Sure, you have a better idea. But I don't think that shows that Winston has "no concept of what the answers are about." His concepts are limited to verbal relations, but he probably has more of those related to Charlemagne than I do.

Hence they aren't in fact "doing what humans do" (or at least not most humans do, apart from perhaps /idiots savant/). Likewise, Deep Junior almost certainly has no concept of what it's doing when it scores a 3-3 tie aganst Kasparov.
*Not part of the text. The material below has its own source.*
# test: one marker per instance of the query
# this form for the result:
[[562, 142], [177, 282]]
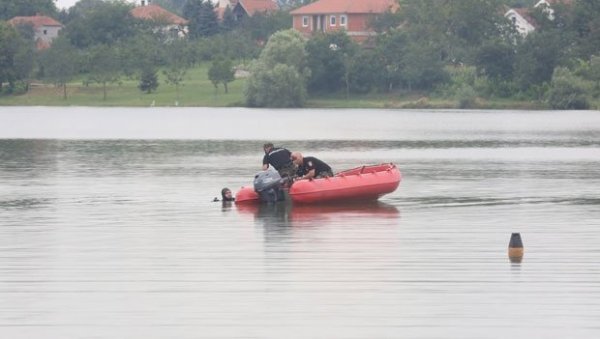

It has no concept of itself or its opponent, or very limited "concepts" embedded in relatively small* data structures - and it experiences no emotions on winning or losing.

    Isn't the reason you think that is because its input/output is so limited?  
It
    wouldn't be at all difficult to add to Deep Blue's program so that on 
winning it
    composed a poem of celebration and displayed fireworks on a screen - or 
even set off
    real fireworks - and on losing it shut down and refused to do anything for 
three days.


No, I think that because there's no evidence whatsoever that Deep Blue etc have feelings, at least none that I've come across. I'd be happy to be proved wrong (which would be a boost for comp, I suppose).

I'm asking what would constitute evidence for Deep Blue's having feelings? Fireworks and sulking aren't enough?